In the PTE group, focal onset seizures evolving to bilateral tonic–clonic seizures were the most common type, occurring in 6 out of 9 patients. Three patients experienced seizures with unknown onset, of which two presented motor features and one with non-motor features (Table 3).

Multiple correspondence analysis

Multiple Correspondence Analysis (MCA) was employed to examine the associations among categorical predictors and reduce dimensionality prior to logistic regression and GEE given the predominance of qualitative data and the small sample size.

The first MCA analysis regarding CT features and first month data included: PTE outcome, ASS, EEG features (overall result, background activity, symmetry), sex, GCS, and CT findings (number and lateralization of lesions, SAH, SDH, EDH, and midline shift). Data were visualized in Euclidean space.

A two-dimensional solution was selected (eigenvalues: 3.09 and 1.78; inertia: 0.34 and 0.26; Cronbach’s Alpha: 0.76 and 0.50). Variables with low contributions (mean < 0.1)—SAH, SDH, EDH, midline shift, skull fracture, ASS, location of lesion (parietal, occipital, and frontal), and sex—were excluded from further analysis. The two dimensions accounted for 41.3% of the total variance (Dimension 1: 23.4%; Dimension 2: 17.9%). The resulting two-dimensional plot revealed distinct clustering patterns.

MCA revealed two profiles: NO-PTE (blue), associated with normal EEG, symmetry, ASS use, mild/moderate GCS, fewer lesions, no polytrauma, and absence of temporal lesions; and PTE (red), linked to bilateral/multiple lesions, presence of temporal lesions, polytrauma, abnormal baseline EEG, and asymmetry (Figure 3A).

Figure 3
Two plots depict CT and EEG analysis data. Plot A shows first-month CT features, with variables distributed along Dimensions 1 and 2. Plot B illustrates EEG changes over time, with data along different dimensions. Legends identify symbols and color coding for various medical and EEG factors.

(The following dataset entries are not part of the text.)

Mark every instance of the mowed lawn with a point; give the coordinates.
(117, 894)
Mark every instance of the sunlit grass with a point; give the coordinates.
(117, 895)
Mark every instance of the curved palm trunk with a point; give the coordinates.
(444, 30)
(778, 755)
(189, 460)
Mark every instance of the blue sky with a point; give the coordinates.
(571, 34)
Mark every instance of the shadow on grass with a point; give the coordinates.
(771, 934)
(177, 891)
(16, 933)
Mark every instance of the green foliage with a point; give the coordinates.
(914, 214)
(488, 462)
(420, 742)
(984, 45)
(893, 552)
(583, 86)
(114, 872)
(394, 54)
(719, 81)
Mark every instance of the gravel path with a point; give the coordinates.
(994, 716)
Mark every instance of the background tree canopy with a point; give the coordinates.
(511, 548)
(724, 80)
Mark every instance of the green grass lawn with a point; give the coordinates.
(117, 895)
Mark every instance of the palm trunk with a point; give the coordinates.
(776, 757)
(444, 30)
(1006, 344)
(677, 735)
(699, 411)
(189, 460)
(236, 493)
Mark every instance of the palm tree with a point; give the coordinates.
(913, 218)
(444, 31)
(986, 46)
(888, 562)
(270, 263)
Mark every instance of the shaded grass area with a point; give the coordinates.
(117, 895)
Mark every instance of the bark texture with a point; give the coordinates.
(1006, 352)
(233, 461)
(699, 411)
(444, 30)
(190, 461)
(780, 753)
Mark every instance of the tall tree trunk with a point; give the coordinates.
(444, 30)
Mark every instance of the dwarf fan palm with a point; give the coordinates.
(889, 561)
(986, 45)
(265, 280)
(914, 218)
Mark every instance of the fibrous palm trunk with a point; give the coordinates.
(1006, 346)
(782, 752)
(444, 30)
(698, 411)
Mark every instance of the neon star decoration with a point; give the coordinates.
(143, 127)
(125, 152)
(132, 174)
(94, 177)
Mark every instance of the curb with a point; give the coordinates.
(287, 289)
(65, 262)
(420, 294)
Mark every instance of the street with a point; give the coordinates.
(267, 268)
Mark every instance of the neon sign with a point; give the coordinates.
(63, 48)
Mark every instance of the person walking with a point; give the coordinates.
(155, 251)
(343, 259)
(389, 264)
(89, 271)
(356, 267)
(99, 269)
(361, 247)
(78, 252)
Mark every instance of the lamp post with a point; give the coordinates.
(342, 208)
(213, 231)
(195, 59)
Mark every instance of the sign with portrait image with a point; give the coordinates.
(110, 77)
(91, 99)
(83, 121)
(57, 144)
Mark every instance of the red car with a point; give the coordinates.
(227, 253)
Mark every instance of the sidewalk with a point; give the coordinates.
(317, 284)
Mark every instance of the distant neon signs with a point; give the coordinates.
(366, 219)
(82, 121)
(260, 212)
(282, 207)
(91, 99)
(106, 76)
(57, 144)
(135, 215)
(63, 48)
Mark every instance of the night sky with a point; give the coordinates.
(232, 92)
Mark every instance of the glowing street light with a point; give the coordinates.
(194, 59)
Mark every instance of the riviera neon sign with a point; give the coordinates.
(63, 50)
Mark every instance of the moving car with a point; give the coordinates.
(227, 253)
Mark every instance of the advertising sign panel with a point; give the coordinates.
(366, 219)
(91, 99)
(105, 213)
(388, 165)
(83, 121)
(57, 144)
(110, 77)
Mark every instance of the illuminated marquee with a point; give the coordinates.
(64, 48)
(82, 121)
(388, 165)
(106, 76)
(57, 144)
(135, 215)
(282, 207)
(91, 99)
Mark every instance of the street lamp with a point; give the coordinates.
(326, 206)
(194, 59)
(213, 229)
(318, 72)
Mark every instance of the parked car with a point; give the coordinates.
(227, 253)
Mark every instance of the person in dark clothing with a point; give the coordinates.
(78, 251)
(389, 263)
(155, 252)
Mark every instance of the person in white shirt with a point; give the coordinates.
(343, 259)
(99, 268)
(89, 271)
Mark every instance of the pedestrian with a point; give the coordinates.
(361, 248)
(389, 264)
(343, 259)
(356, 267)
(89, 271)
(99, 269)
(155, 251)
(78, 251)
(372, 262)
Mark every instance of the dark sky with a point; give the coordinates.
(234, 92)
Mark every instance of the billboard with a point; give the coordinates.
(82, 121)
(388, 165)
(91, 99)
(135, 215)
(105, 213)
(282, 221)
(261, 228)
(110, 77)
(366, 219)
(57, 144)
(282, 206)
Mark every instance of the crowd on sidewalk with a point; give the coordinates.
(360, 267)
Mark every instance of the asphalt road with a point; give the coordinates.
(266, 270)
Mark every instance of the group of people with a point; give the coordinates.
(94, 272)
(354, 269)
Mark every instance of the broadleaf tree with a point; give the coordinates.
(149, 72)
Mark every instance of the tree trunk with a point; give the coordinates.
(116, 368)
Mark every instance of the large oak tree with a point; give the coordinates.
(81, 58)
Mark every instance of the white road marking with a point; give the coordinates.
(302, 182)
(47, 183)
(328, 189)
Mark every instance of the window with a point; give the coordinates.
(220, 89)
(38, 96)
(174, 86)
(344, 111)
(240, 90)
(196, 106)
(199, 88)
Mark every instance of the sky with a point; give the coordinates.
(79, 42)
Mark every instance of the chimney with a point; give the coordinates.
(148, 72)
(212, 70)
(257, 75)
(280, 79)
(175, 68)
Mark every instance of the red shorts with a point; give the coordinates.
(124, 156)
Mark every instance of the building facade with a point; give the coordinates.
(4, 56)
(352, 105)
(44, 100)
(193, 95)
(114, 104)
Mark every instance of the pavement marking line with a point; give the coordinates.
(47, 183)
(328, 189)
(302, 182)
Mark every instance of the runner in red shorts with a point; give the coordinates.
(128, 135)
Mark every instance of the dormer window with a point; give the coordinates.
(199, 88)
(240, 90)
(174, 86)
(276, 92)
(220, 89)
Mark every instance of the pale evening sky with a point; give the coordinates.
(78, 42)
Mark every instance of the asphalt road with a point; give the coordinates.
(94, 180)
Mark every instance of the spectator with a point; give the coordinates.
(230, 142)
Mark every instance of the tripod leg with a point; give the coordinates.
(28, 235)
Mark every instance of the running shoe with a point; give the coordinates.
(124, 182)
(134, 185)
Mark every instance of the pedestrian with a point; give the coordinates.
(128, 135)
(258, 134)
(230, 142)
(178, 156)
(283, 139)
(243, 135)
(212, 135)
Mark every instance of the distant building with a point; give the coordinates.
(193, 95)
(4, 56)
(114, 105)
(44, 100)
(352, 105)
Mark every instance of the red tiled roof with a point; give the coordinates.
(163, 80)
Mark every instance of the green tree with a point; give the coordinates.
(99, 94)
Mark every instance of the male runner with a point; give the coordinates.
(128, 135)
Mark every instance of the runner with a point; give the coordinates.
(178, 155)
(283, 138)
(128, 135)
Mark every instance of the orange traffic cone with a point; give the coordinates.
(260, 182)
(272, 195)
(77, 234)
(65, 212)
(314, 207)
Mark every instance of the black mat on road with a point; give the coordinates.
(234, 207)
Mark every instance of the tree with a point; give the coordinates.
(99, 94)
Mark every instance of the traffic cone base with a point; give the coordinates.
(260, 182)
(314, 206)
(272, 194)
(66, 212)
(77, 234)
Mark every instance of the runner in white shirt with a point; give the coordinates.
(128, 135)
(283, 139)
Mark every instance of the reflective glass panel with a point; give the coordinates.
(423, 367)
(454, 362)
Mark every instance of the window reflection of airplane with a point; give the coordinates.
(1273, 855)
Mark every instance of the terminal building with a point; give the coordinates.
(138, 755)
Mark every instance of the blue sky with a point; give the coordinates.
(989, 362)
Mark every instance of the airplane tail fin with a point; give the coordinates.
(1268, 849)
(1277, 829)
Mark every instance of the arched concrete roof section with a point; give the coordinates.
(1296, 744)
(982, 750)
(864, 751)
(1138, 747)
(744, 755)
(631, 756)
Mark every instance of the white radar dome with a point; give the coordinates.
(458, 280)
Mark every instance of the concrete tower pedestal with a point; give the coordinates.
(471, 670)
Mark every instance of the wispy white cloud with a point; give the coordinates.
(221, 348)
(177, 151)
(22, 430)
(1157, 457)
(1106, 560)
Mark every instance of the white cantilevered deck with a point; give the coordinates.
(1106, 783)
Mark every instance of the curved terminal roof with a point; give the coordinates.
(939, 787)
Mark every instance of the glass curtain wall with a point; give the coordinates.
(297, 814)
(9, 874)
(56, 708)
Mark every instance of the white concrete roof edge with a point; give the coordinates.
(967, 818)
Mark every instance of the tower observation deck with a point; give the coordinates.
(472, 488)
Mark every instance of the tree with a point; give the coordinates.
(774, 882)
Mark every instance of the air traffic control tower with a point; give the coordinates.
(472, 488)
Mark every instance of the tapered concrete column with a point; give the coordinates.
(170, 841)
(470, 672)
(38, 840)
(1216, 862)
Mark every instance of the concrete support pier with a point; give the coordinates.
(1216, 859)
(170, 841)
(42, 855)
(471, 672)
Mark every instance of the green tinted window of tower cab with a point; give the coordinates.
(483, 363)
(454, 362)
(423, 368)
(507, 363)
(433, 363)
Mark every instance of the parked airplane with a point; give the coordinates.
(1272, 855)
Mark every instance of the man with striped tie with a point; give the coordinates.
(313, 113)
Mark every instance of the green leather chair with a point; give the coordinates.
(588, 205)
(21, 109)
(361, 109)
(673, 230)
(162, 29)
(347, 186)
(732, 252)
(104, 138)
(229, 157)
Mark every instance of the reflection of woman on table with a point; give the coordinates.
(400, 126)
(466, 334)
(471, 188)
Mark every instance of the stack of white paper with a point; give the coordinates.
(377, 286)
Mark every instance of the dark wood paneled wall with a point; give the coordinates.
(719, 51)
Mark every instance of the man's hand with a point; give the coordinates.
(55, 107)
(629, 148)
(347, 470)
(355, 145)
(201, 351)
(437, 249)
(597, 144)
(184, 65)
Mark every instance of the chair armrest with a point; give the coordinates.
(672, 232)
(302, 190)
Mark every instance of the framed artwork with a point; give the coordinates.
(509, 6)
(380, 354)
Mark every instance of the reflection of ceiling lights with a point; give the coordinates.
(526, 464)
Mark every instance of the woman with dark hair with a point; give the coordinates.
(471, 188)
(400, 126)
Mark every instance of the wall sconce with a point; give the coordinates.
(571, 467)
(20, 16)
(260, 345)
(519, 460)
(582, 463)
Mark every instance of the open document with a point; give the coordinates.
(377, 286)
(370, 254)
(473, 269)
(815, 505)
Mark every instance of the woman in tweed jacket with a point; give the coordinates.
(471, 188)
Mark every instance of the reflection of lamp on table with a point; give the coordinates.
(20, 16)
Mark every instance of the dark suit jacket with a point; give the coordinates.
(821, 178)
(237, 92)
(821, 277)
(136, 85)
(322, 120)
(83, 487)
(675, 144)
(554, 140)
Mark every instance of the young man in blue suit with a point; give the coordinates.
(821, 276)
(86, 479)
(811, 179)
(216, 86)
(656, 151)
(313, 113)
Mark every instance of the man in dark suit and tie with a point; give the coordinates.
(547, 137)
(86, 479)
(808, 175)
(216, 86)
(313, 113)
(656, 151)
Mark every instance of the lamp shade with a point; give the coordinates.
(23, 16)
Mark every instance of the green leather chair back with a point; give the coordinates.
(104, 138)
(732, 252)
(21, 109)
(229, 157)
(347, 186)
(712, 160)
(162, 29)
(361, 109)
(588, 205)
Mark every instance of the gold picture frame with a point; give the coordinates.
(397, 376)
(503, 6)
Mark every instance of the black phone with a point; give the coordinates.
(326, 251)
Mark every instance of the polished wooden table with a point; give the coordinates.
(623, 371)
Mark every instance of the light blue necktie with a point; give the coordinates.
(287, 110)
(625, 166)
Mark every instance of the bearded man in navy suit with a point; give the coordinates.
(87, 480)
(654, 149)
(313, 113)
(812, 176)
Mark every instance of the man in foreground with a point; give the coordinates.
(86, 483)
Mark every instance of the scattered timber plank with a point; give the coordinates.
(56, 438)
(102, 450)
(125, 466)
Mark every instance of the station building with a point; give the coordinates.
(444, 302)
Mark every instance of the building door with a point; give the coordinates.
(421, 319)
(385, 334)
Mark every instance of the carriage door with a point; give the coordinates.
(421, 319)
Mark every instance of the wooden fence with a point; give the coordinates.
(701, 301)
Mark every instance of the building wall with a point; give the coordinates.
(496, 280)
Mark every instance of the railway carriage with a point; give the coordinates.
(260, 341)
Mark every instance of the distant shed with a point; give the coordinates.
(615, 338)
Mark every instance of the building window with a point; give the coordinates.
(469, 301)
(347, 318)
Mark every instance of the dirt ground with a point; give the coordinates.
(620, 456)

Figure 3. Multiple Correspondence Analysis (MCA) of clinical and neuroimaging. Variables in relation to post-traumatic epilepsy. (A) Two-dimensional MCA plot illustrating the associations among categorical clinical, neuroimaging, and Electrophysiological variables in relation to the presence or absence of post-traumatic epilepsy (PTE) during the first month. The first two dimensions explain 41.3% of the total variance (Dimension 1: 23.4%, inertia 0.34; Dimension 2: 17.9%, inertia 0.26). The red circle represents the profile called PTE, and the blue circle represents the profile called No-PTE. (B) Two-dimensional MCA plot illustrating the associations among electrophysiological variables about the presence or absence of post-traumatic epilepsy (PTE) over time. The first two dimensions explain 22.75% of the total variance (Dimension 1: 14.8%, inertia 0.51; Dimension 2: 7.95%, inertia 0.27). The red circle represents the profile called PTE, and the blue circle represents the profile called No-PTE. For Background Activity meanings: Dis dif theta: Disorganized diffused theta waves, Dis dif theta/delta: Disorganized diffused theta/delta; Dis theta/delta: Disorganized theta/delta Dis dif pred theta; Disorganized diffused predominant theta. Dis dif: Disorganized and diffused. Dis dif pred theta and rare delta; Disorganized diffused predominant theta and rare delta. Dis theta ant right hemisphere: Disorganized theta in the anterior right temporal.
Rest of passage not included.